The number of applications per job is up more than 80 per cent from the very low level a year ago.(ABC News)
Job ads slumped 5 per cent in October and are nearly 20 per cent lower over the past year, with hospitality and tourism leading the drop despite the looming peak summer holiday season.
Job advertisements are considered a prime indicator of future employment levels, and the slowdown in postings on Australia's largest employment website could point to a dramatic fall in employment growth over the coming months.
Perhaps employers have begun winding up their hiring activity early for the year, noted Seek's Australia-New Zealand managing director Kendra Banks.
With two months until the end of the year we would expect both hiring and application activity to slow over the coming months, before picking up again early next year.
The jobs website's data are seasonally adjusted, meaning the fall in ads last month was out of the ordinary for a typical October.
Also out of the ordinary was an 11.6 per cent plunge in hospitality and tourism job ads at a time of year when one might typically expect businesses in this sector to be lining up new staff for the peak summer period.
Job ads in the sector were up 18 per cent on pre-COVID October 2019 levels, but this was much weaker than the growth seen for other major employing industries, such as education, manufacturing and transport, trades and services, or healthcare.
Despite the proximity to the busy summer season, hospitality and tourism recorded the greatest drop in ad volume, likely due to inflation and the rising cost of living putting continued pressure on businesses, observed Ms Banks.
The fall in hospitality jobs was driven by double-digit percentage declines in New South Wales, Victoria and the ACT, the regions that led the slump in job ads last month and over the past year.

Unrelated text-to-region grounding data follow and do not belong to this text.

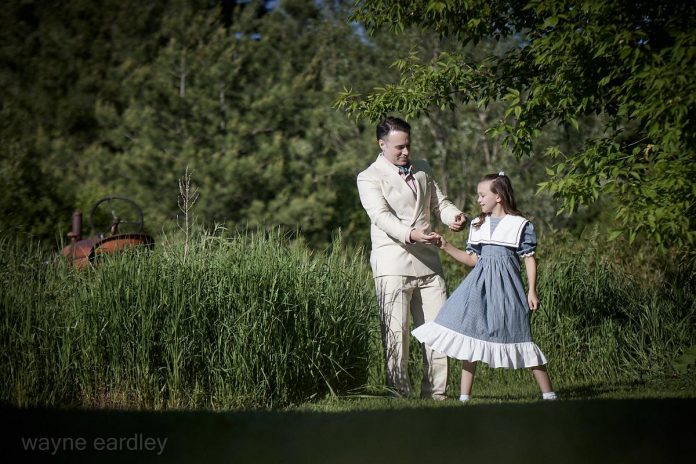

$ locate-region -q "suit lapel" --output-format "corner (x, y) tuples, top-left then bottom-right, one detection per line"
(373, 156), (419, 225)
(374, 158), (410, 196)
(410, 169), (426, 225)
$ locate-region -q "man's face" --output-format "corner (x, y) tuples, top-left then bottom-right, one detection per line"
(378, 130), (410, 166)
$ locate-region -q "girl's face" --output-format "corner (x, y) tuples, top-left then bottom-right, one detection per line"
(477, 180), (501, 214)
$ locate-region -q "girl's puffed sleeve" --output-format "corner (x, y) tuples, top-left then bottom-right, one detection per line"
(465, 242), (482, 256)
(465, 219), (482, 255)
(517, 222), (537, 257)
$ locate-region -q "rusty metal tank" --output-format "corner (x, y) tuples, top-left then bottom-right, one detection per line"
(61, 196), (154, 268)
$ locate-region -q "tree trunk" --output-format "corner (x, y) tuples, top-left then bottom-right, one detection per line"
(179, 52), (187, 98)
(477, 111), (491, 167)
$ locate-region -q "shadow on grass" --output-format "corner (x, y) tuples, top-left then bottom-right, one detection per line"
(2, 398), (695, 463)
(555, 381), (645, 399)
(472, 381), (648, 402)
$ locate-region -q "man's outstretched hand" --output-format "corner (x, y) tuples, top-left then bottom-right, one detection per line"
(409, 229), (441, 244)
(449, 213), (467, 232)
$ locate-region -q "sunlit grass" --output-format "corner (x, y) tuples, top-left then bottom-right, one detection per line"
(0, 230), (377, 409)
(1, 230), (694, 411)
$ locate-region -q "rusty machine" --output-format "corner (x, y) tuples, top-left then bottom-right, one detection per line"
(61, 196), (154, 268)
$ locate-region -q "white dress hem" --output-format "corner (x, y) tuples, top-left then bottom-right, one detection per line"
(413, 322), (547, 369)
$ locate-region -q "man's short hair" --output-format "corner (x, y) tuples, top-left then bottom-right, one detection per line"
(376, 117), (411, 141)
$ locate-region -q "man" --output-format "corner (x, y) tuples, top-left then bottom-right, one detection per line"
(357, 116), (466, 399)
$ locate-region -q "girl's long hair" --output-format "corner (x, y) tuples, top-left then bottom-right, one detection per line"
(474, 173), (525, 229)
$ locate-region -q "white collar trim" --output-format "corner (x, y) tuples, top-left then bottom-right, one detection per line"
(468, 215), (528, 247)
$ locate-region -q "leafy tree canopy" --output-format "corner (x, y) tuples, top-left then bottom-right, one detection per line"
(0, 0), (383, 247)
(338, 0), (696, 250)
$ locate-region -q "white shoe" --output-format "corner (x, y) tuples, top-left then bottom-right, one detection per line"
(459, 394), (470, 402)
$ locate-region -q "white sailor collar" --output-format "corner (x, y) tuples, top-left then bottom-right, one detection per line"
(468, 214), (528, 247)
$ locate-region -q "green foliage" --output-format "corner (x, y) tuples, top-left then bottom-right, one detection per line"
(336, 49), (494, 120)
(0, 0), (172, 238)
(0, 0), (382, 248)
(673, 345), (696, 375)
(2, 0), (693, 409)
(432, 230), (696, 394)
(343, 0), (696, 250)
(531, 234), (695, 382)
(3, 230), (693, 408)
(0, 231), (376, 409)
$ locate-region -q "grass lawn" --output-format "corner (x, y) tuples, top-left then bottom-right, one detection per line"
(3, 378), (694, 464)
(293, 376), (696, 412)
(2, 235), (694, 462)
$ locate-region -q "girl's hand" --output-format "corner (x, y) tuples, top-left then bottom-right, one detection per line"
(527, 290), (539, 311)
(436, 234), (448, 249)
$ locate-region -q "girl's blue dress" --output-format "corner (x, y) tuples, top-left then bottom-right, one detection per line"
(412, 215), (547, 368)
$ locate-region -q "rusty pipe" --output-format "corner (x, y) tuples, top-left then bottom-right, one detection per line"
(67, 210), (82, 243)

Job ads in Victoria are down 26.5 per cent on last year's levels, after a 6.8 per cent drop last month, with New South Wales ads down 24.6 per cent and the ACT 21.1 per cent.

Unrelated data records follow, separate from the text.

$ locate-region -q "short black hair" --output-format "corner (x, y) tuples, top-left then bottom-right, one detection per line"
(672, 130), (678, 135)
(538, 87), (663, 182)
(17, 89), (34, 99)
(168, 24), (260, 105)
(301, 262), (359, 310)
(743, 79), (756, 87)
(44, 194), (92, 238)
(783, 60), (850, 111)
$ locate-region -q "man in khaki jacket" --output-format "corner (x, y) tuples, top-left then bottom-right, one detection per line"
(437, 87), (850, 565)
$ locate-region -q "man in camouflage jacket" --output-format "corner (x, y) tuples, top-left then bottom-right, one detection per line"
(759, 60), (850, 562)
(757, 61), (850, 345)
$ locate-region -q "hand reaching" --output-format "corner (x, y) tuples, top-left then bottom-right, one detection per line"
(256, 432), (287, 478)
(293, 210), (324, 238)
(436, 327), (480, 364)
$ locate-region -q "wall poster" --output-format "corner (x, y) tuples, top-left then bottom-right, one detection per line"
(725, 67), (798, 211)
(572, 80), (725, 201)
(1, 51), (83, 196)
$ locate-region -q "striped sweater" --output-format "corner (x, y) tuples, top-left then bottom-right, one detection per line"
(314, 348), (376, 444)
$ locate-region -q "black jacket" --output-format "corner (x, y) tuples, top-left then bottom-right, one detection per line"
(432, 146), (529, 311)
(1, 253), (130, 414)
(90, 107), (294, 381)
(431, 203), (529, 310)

Seek said Victoria's fall was concentrated in Melbourne, particularly the construction and industrial sectors.
All states and territories recorded a fall in job ads from last year's extremely elevated levels, but the Northern Territory (-0.6 per cent) and Tasmania (-2.5 per cent) posted only marginal declines.

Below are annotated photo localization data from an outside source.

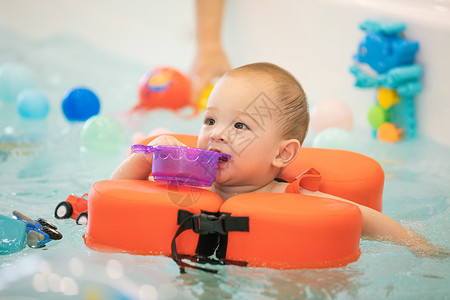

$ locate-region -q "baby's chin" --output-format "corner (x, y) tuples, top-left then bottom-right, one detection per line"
(214, 172), (227, 185)
(214, 168), (238, 187)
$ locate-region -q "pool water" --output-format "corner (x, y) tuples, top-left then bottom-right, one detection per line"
(0, 28), (449, 300)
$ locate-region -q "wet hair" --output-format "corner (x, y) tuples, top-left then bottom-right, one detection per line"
(225, 62), (309, 144)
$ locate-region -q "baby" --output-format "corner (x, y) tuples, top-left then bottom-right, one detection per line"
(112, 62), (445, 257)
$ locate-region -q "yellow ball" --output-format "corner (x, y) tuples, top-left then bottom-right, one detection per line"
(197, 83), (215, 110)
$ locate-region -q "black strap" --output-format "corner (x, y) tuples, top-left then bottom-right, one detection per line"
(171, 210), (249, 273)
(171, 215), (217, 273)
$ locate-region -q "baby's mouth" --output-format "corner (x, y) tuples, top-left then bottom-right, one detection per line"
(219, 155), (229, 162)
(210, 149), (230, 162)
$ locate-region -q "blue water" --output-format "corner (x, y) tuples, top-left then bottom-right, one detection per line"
(0, 27), (449, 300)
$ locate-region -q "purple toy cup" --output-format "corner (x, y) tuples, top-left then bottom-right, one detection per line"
(131, 145), (231, 187)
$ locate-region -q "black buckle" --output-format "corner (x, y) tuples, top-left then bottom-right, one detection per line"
(172, 210), (249, 274)
(192, 213), (227, 235)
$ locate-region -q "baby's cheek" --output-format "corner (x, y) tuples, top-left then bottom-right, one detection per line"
(197, 129), (210, 146)
(197, 136), (207, 149)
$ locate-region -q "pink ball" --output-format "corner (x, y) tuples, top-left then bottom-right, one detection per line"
(310, 99), (353, 134)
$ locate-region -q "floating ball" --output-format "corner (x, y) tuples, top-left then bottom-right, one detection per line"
(310, 99), (353, 134)
(368, 104), (386, 129)
(81, 115), (125, 154)
(0, 62), (35, 102)
(135, 67), (191, 112)
(312, 127), (357, 151)
(197, 83), (215, 110)
(62, 87), (100, 121)
(16, 89), (50, 119)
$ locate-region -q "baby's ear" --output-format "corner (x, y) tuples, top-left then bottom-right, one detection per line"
(272, 139), (300, 168)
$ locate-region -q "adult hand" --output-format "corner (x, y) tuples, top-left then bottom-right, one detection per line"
(190, 46), (231, 103)
(190, 0), (230, 105)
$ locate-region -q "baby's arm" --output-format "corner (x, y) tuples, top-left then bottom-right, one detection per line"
(301, 189), (448, 257)
(355, 203), (447, 257)
(110, 135), (186, 180)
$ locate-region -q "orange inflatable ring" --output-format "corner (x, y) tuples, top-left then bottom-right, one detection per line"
(84, 134), (384, 269)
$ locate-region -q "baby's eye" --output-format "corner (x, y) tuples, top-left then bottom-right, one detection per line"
(204, 118), (215, 126)
(234, 122), (249, 130)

Other than hospitality, the biggest job ad declines in October were in design and architecture (-8.1 per cent), retail (-7.7 per cent), call centres and customer service (-6.6 per cent), advertising, arts and the media (-6.4 per cent), and banking and financial services (-6.3 per cent).
But only three of 28 industry sectors saw an increase in job ads last month — legal, consulting and farming/animals/conservation, all 2 per cent or below.
In a further sign of future jobs market weakness, applications per job rose again in September by 4.1 per cent and were 81.1 per cent higher than a year earlier, as more people chase fewer job vacancies.
But, despite the recent downturn, job advertisements are still 16.6 per cent higher than in the weak economic climate that prevailed in October 2019, just ahead of the COVID pandemic.
For comparison, the unemployment rate in October 2019 was 5.3 per cent, according to the seasonally adjusted ABS data, compared to3.7 per cent in October 2023 in data released last week.